In [1]:
import numpy as np
import pandas as pd
import matplotlib.pyplot as plt
import datetime, time
import tensorflow as tf
import sklearn, sklearn.metrics, sklearn.preprocessing, sklearn.linear_model, sklearn.ensemble, sklearn.model_selection
import nltk, nltk.stem
import re
import pickle

import collections

import modutils

data_dir = '../DataSets/MercariPrice/'
src_file = data_dir + 'train_title.csv' 
stat_file = '21MerPrice04_TextStat.csv'
w2vsrc_file = '21MerPrice04_W2VSrc.csv'

In [4]:
%%time
src = pd.read_csv(src_file)

Wall time: 5.57 s


In [5]:
re1 = re.compile('[^a-z0-9\[\]&\+]')
re2 = re.compile('[\[\]]')
re3 = re.compile('[0-9]+')
re4 = re.compile('[&\+]')

In [6]:
%%time
src['item_text'] = src.item_description.astype(str).map(lambda x: re4.sub(' and ', re3.sub(' <num> ', re2.sub(' ', re1.sub(' ', x.lower()).replace('[rm]','<rm>')))))

Wall time: 9.28 s


In [7]:
%%time
stemmer = nltk.stem.SnowballStemmer('english')
src['item_proc'] = src.item_text.astype(str).map(lambda x: [stemmer.stem(y.lower()) for y in x.split() if len(y) > 0])

Wall time: 4min 6s


In [8]:
%%time
word_dict = collections.Counter([y for x in src.item_proc for y in x if len(y) > 1])

Wall time: 4.17 s


In [9]:
allWords = list(sorted(list(word_dict.items()), key=lambda x: x[1], reverse=True))
len(allWords)

65021

In [10]:
sum([x for (_,x) in allWords[:6800]]) / sum([x for (_,x) in allWords])

0.9804709952583157

In [11]:
idx = 6800
allWords[idx], allWords[idx][1] / sum([x for (_,x) in allWords])

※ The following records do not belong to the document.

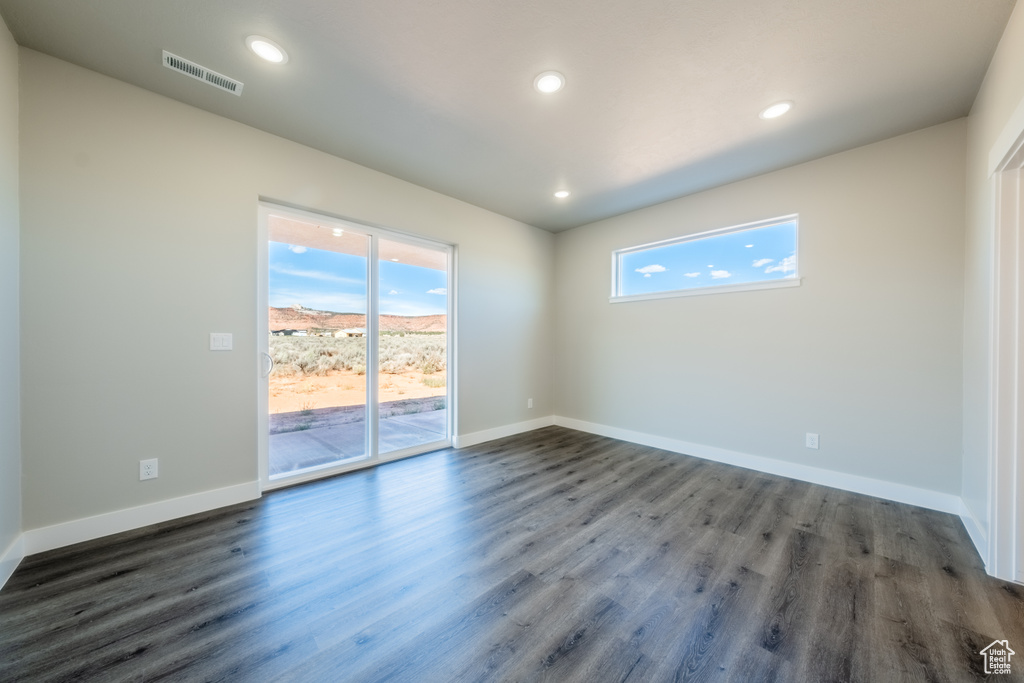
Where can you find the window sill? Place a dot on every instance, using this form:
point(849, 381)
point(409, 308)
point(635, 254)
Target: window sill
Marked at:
point(715, 289)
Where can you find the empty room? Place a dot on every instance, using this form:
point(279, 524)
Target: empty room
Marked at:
point(539, 341)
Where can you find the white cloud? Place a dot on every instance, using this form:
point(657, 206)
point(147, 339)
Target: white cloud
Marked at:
point(316, 274)
point(788, 264)
point(317, 300)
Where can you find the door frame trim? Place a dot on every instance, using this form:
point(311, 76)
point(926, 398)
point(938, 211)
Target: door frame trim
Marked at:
point(264, 209)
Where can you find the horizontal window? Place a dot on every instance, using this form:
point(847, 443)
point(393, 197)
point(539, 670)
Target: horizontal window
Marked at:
point(757, 255)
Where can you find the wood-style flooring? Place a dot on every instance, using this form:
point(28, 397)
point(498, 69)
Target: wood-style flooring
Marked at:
point(553, 555)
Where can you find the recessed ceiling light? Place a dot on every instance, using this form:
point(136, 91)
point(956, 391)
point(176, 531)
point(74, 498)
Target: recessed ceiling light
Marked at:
point(776, 110)
point(267, 49)
point(549, 81)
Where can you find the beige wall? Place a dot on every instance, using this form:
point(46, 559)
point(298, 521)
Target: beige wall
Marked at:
point(139, 239)
point(10, 445)
point(866, 351)
point(1001, 91)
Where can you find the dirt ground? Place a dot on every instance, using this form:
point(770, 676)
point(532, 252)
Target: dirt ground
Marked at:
point(297, 392)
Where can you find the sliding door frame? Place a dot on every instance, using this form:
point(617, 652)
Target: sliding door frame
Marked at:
point(375, 233)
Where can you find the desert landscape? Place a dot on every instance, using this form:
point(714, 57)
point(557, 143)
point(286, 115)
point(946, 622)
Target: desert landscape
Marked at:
point(314, 370)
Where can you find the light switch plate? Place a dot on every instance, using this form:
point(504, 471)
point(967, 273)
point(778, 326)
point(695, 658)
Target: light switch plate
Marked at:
point(221, 341)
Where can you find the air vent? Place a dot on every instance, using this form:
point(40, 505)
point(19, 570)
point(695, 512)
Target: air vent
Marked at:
point(202, 73)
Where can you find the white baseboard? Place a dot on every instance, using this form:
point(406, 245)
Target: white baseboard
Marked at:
point(923, 498)
point(66, 534)
point(466, 440)
point(11, 558)
point(974, 529)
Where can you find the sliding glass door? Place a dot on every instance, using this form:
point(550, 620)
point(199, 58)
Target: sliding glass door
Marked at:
point(354, 336)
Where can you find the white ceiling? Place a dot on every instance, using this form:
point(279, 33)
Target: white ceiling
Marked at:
point(662, 96)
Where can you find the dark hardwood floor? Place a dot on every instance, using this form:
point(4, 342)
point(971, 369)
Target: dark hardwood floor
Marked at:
point(554, 555)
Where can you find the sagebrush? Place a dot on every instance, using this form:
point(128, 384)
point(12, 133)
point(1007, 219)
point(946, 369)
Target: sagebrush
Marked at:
point(321, 355)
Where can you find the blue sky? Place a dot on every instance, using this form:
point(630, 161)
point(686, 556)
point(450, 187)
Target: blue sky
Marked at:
point(329, 281)
point(734, 258)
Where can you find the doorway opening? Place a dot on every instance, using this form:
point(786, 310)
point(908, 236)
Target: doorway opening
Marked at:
point(355, 330)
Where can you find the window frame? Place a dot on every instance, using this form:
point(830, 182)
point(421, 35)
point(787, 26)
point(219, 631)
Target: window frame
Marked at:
point(790, 281)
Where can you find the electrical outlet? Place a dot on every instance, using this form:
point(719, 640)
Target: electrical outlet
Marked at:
point(147, 469)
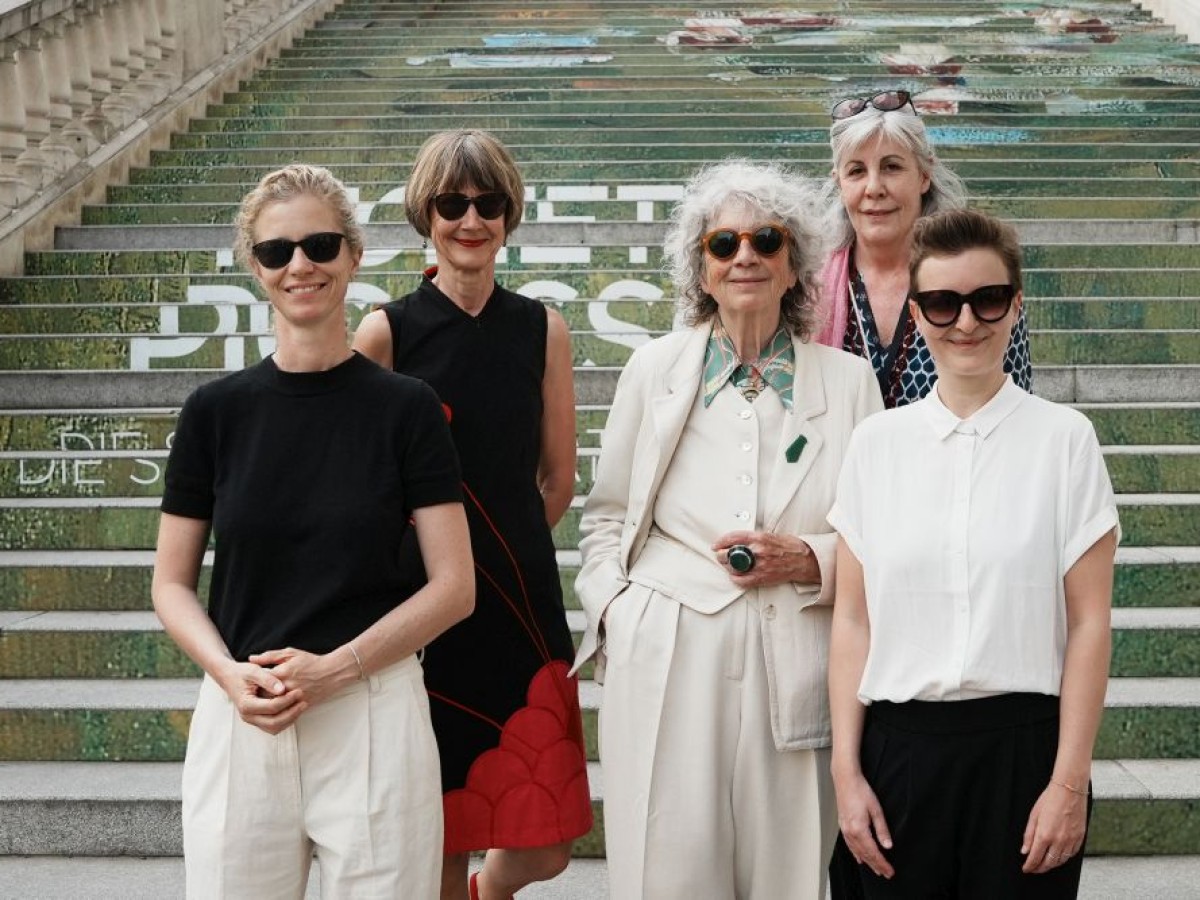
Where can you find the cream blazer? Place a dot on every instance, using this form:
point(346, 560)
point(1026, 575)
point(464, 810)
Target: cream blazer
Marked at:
point(832, 394)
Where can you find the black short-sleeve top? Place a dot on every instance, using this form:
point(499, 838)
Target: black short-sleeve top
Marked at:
point(310, 480)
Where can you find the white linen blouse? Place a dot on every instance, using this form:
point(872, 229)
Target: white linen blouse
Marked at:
point(965, 529)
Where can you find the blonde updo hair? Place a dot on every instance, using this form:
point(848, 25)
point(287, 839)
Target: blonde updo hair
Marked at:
point(287, 184)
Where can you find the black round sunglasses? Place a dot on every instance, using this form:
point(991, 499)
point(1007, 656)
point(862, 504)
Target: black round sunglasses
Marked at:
point(319, 247)
point(883, 101)
point(453, 207)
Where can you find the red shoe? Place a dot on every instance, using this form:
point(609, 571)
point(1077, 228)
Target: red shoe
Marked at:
point(473, 887)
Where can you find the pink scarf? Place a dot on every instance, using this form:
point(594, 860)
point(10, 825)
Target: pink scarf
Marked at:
point(833, 309)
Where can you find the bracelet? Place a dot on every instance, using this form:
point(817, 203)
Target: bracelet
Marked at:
point(363, 676)
point(1068, 787)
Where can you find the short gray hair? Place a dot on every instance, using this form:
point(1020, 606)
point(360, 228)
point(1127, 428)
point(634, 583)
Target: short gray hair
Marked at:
point(905, 127)
point(781, 196)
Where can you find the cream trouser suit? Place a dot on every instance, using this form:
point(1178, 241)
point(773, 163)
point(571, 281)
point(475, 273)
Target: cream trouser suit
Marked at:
point(699, 803)
point(355, 778)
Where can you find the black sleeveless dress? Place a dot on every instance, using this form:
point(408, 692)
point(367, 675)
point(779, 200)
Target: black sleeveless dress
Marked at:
point(507, 715)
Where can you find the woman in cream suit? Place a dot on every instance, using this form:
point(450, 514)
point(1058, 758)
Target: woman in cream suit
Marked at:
point(708, 565)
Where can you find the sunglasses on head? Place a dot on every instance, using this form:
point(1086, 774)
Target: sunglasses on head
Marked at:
point(989, 304)
point(883, 101)
point(724, 243)
point(453, 207)
point(319, 247)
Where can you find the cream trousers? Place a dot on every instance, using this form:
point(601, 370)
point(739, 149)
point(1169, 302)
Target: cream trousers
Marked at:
point(699, 804)
point(354, 779)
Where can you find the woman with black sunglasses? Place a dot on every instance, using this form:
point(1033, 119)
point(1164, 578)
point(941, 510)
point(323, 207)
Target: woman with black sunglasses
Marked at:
point(310, 469)
point(887, 177)
point(971, 637)
point(505, 711)
point(708, 565)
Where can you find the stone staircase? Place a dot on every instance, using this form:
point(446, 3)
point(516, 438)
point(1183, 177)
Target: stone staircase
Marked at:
point(1083, 127)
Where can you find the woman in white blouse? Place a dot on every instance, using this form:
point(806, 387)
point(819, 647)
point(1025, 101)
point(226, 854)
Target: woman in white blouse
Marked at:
point(970, 647)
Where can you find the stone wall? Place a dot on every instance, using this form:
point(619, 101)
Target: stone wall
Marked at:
point(89, 88)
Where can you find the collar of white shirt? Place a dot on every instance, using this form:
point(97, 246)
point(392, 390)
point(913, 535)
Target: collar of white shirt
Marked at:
point(984, 420)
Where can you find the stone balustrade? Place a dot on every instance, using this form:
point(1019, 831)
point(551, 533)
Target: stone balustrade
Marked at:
point(88, 88)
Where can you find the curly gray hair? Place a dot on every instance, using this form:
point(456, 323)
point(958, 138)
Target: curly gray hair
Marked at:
point(906, 129)
point(781, 196)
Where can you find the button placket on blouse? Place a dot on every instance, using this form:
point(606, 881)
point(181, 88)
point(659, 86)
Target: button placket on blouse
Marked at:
point(963, 445)
point(748, 442)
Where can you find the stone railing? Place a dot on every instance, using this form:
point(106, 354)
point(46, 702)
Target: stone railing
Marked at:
point(88, 88)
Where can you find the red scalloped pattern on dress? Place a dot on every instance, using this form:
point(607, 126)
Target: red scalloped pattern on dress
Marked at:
point(532, 790)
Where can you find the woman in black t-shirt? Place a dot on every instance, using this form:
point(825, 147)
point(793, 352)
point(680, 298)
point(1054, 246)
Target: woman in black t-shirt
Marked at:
point(310, 469)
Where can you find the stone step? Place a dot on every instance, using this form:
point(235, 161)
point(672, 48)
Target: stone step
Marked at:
point(160, 877)
point(809, 108)
point(132, 808)
point(1147, 643)
point(147, 719)
point(231, 119)
point(54, 473)
point(612, 84)
point(46, 581)
point(448, 70)
point(1147, 520)
point(851, 61)
point(99, 306)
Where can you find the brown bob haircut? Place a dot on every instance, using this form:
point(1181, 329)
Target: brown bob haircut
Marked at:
point(453, 160)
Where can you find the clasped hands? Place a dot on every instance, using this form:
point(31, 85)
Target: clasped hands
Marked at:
point(779, 558)
point(273, 689)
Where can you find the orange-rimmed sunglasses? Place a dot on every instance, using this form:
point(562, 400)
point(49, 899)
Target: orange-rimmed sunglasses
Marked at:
point(724, 243)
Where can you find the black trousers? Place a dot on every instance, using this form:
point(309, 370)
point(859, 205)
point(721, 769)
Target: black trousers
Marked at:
point(957, 781)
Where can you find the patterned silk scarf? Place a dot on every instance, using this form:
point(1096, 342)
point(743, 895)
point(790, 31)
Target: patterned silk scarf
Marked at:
point(775, 366)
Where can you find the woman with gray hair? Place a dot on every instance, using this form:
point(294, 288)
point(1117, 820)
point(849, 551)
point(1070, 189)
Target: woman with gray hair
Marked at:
point(708, 565)
point(887, 177)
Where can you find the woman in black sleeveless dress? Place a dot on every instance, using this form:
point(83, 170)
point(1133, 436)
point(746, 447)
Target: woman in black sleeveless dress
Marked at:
point(505, 713)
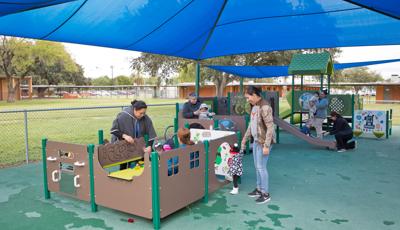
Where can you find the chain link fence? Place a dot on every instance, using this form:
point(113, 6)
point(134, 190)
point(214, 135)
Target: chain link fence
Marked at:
point(21, 131)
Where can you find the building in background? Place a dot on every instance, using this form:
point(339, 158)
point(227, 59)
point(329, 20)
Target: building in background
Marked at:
point(23, 91)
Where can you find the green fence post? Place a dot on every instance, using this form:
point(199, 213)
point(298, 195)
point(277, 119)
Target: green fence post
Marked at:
point(176, 143)
point(387, 124)
point(44, 160)
point(177, 110)
point(100, 134)
point(216, 124)
point(352, 111)
point(329, 84)
point(91, 174)
point(247, 118)
point(155, 188)
point(229, 103)
point(215, 105)
point(322, 82)
point(197, 79)
point(206, 169)
point(176, 124)
point(146, 140)
point(277, 115)
point(301, 106)
point(239, 138)
point(241, 85)
point(391, 121)
point(292, 107)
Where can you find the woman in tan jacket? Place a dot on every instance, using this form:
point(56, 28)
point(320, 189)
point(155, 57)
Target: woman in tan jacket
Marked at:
point(261, 128)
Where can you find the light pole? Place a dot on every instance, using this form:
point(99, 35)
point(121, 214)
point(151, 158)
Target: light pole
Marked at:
point(112, 75)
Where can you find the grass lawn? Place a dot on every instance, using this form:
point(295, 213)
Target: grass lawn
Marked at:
point(75, 126)
point(81, 126)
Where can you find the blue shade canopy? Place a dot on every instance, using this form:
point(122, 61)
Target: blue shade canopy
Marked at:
point(16, 6)
point(199, 29)
point(282, 71)
point(387, 7)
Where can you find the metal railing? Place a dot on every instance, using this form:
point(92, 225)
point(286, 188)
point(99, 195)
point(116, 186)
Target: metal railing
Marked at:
point(22, 130)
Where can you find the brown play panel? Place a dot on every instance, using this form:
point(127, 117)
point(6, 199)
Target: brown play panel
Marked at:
point(181, 176)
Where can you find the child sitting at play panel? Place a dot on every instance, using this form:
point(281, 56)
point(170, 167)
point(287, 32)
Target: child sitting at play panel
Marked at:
point(235, 167)
point(184, 137)
point(204, 113)
point(312, 109)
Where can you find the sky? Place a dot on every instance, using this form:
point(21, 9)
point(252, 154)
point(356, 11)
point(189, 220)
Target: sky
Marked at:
point(97, 61)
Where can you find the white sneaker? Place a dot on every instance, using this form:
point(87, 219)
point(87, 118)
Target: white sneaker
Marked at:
point(235, 191)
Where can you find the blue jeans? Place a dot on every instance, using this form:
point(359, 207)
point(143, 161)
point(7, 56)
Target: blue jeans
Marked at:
point(260, 162)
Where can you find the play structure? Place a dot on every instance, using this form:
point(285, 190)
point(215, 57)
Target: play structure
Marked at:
point(372, 123)
point(236, 117)
point(152, 186)
point(232, 113)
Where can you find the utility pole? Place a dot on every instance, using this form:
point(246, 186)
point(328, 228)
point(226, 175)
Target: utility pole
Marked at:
point(112, 75)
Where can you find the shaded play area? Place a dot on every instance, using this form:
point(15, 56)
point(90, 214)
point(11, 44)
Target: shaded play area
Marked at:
point(311, 188)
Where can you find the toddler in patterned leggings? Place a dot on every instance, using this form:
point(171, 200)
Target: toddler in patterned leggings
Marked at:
point(235, 167)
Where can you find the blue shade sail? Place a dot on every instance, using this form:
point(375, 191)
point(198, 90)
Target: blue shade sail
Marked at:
point(282, 71)
point(200, 29)
point(388, 7)
point(16, 6)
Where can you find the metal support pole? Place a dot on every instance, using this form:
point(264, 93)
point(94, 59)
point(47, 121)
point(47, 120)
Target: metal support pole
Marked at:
point(292, 112)
point(155, 190)
point(198, 79)
point(44, 163)
point(206, 171)
point(26, 137)
point(91, 174)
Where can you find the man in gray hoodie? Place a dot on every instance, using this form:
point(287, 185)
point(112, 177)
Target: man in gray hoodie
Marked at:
point(132, 123)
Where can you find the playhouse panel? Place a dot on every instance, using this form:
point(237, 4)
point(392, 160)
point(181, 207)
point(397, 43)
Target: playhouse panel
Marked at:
point(130, 196)
point(181, 175)
point(68, 169)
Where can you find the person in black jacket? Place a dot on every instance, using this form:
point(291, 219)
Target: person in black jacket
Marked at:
point(132, 123)
point(342, 131)
point(191, 108)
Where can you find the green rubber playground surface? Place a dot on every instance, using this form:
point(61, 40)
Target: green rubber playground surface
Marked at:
point(311, 188)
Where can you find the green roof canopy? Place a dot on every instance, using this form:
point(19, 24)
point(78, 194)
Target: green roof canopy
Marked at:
point(311, 64)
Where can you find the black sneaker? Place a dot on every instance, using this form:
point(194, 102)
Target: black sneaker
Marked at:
point(254, 193)
point(264, 198)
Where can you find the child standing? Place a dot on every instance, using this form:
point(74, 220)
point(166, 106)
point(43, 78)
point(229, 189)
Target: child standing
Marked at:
point(312, 105)
point(235, 167)
point(204, 113)
point(312, 109)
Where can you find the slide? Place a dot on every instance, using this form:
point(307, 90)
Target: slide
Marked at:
point(296, 132)
point(286, 113)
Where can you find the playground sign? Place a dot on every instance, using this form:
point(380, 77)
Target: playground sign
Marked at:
point(371, 122)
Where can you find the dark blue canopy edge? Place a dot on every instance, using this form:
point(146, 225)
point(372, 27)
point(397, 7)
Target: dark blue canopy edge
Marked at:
point(389, 7)
point(200, 29)
point(17, 6)
point(282, 71)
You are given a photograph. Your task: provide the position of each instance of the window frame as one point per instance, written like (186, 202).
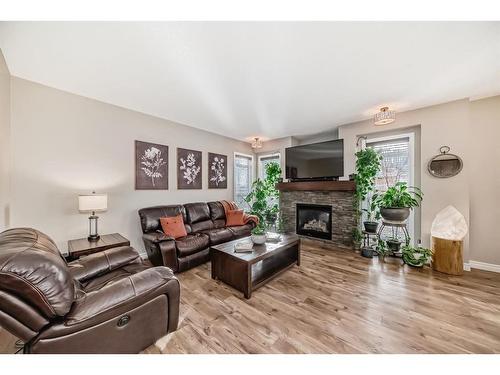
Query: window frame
(411, 168)
(252, 169)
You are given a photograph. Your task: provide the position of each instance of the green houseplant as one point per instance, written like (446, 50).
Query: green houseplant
(263, 200)
(416, 256)
(397, 201)
(372, 215)
(367, 168)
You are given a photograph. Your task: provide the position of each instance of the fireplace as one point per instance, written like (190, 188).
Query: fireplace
(314, 220)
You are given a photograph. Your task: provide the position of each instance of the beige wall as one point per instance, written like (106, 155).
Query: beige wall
(64, 144)
(471, 129)
(484, 181)
(4, 143)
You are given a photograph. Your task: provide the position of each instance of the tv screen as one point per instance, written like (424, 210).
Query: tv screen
(324, 160)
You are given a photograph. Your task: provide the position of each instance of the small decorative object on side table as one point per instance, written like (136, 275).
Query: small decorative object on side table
(82, 246)
(93, 203)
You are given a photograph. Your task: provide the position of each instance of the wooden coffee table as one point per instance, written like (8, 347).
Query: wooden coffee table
(249, 271)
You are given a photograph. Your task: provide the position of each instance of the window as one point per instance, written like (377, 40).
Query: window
(243, 177)
(263, 161)
(396, 166)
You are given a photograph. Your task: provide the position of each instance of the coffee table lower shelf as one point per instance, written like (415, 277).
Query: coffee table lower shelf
(247, 272)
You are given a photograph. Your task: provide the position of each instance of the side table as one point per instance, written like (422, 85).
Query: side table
(82, 246)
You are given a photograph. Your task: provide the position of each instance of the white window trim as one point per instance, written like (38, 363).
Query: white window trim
(411, 162)
(234, 169)
(267, 155)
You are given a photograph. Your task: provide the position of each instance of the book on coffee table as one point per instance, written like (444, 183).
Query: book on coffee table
(243, 247)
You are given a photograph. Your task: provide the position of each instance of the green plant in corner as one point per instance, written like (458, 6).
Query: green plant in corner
(264, 197)
(367, 168)
(416, 256)
(400, 196)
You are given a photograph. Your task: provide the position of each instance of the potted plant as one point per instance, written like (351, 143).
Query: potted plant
(393, 245)
(381, 250)
(373, 215)
(416, 256)
(357, 237)
(367, 168)
(395, 203)
(259, 234)
(264, 197)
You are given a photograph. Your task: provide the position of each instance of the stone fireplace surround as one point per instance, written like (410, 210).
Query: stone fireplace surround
(338, 194)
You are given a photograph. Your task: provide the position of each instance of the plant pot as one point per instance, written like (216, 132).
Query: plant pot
(258, 239)
(393, 246)
(370, 226)
(367, 252)
(395, 214)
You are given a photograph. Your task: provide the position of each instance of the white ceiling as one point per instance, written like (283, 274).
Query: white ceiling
(244, 79)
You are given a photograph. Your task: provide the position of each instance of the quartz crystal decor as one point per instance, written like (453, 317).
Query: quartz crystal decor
(449, 224)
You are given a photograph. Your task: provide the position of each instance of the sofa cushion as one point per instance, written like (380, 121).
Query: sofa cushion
(197, 212)
(241, 230)
(220, 235)
(150, 216)
(234, 218)
(191, 244)
(216, 211)
(173, 226)
(202, 226)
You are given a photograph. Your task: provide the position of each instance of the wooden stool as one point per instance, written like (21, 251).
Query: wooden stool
(447, 256)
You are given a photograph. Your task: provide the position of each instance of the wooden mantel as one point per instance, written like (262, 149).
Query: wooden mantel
(317, 186)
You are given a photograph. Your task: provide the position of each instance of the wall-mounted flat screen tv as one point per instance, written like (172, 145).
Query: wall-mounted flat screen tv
(318, 161)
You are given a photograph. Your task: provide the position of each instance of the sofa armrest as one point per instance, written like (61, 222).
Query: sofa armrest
(141, 286)
(114, 300)
(102, 262)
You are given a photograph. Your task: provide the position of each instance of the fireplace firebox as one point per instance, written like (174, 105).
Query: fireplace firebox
(314, 220)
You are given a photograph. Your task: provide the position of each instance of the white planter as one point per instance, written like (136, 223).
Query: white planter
(258, 239)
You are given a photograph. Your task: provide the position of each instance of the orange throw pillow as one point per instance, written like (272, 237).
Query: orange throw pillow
(173, 226)
(234, 218)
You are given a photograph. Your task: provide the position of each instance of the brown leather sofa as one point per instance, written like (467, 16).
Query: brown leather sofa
(108, 302)
(205, 225)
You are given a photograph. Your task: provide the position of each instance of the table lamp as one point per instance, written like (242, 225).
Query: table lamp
(93, 203)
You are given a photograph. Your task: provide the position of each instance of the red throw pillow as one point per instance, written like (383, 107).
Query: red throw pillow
(234, 218)
(173, 226)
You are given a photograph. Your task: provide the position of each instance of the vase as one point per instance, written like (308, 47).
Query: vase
(395, 214)
(258, 239)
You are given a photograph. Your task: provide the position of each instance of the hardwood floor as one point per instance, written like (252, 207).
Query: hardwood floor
(338, 302)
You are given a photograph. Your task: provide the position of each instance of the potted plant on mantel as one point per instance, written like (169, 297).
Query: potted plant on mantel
(397, 201)
(367, 168)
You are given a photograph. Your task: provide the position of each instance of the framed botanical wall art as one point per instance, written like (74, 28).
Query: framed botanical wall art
(217, 171)
(151, 166)
(188, 169)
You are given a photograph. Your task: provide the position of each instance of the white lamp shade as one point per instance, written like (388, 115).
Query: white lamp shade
(93, 202)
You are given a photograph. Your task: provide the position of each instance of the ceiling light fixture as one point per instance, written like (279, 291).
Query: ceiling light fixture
(257, 143)
(384, 117)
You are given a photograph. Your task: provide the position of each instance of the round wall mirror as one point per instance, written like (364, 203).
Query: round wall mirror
(445, 164)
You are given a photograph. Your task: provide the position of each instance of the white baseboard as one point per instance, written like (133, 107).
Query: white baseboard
(484, 266)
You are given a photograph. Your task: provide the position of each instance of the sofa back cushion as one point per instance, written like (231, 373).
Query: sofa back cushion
(198, 216)
(33, 270)
(150, 217)
(173, 226)
(216, 211)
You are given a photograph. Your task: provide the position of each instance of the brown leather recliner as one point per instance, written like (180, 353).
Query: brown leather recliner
(108, 302)
(205, 225)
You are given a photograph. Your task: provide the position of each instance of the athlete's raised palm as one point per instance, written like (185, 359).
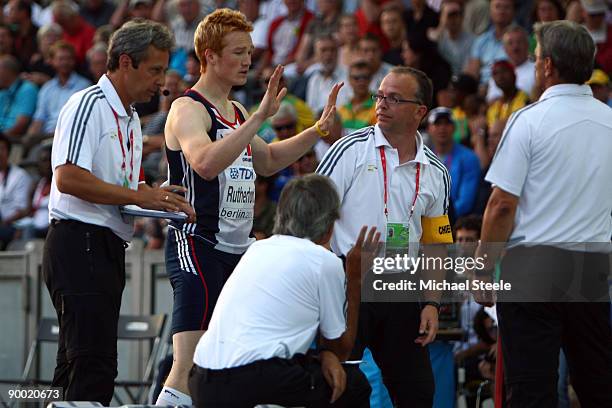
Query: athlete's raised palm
(273, 97)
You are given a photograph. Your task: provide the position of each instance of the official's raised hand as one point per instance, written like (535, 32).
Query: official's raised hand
(329, 112)
(273, 97)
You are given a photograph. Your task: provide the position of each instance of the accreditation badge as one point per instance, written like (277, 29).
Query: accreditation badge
(397, 242)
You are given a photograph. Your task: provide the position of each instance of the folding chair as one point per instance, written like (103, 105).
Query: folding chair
(48, 332)
(140, 328)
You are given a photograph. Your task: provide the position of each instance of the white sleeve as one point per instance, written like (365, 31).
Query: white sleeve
(339, 162)
(77, 135)
(510, 164)
(332, 298)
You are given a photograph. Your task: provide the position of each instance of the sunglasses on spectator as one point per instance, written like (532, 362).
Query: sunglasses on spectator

(('wildflow', 56), 3.7488962513045823e-06)

## Dictionary coverage properties:

<table>
<th>Dictionary size</th><th>Last word</th><th>Last-word frequency</th>
<tr><td>50% / 100 words</td><td>'by'</td><td>23600 / 0.16%</td></tr>
<tr><td>75% / 500 words</td><td>'decor'</td><td>4409 / 0.03%</td></tr>
<tr><td>90% / 1700 words</td><td>'butteri'</td><td>843 / 5.7e-3%</td></tr>
<tr><td>95% / 3200 words</td><td>'swaddl'</td><td>273 / 1.8e-3%</td></tr>
<tr><td>97% / 5000 words</td><td>'gameplay'</td><td>109 / 7.3e-4%</td></tr>
<tr><td>98% / 6800 words</td><td>'lap'</td><td>57 / 3.8e-4%</td></tr>
<tr><td>99% / 11500 words</td><td>'grovia'</td><td>17 / 1.1e-4%</td></tr>
<tr><td>99.5% / 20000 words</td><td>'goon'</td><td>5 / 3.4e-5%</td></tr>
<tr><td>99.7% / 29000 words</td><td>'cinnamarol'</td><td>2 / 1.3e-5%</td></tr>
<tr><td>99.9% / 53000 words</td><td>'volm'</td><td>1 / 6.7e-6%</td></tr>
</table>

In [12]:
topNwords = list(sorted(list(word_dict.items()), key=lambda x: x[1], reverse=True))[:6800]

In [13]:
%%time
statNwords = [(z[0],z[1],tuple(src.fcst_diff_simple_title[src.item_proc.map(lambda x: z[0] in x)].agg(['mean', 'std'])))
              for z in topNwords]

Wall time: 49min 51s


In [14]:
sorted(statNwords, key=lambda x: abs(x[2][0]/x[2][1])*(x[1]**0.5), reverse=True)[:10]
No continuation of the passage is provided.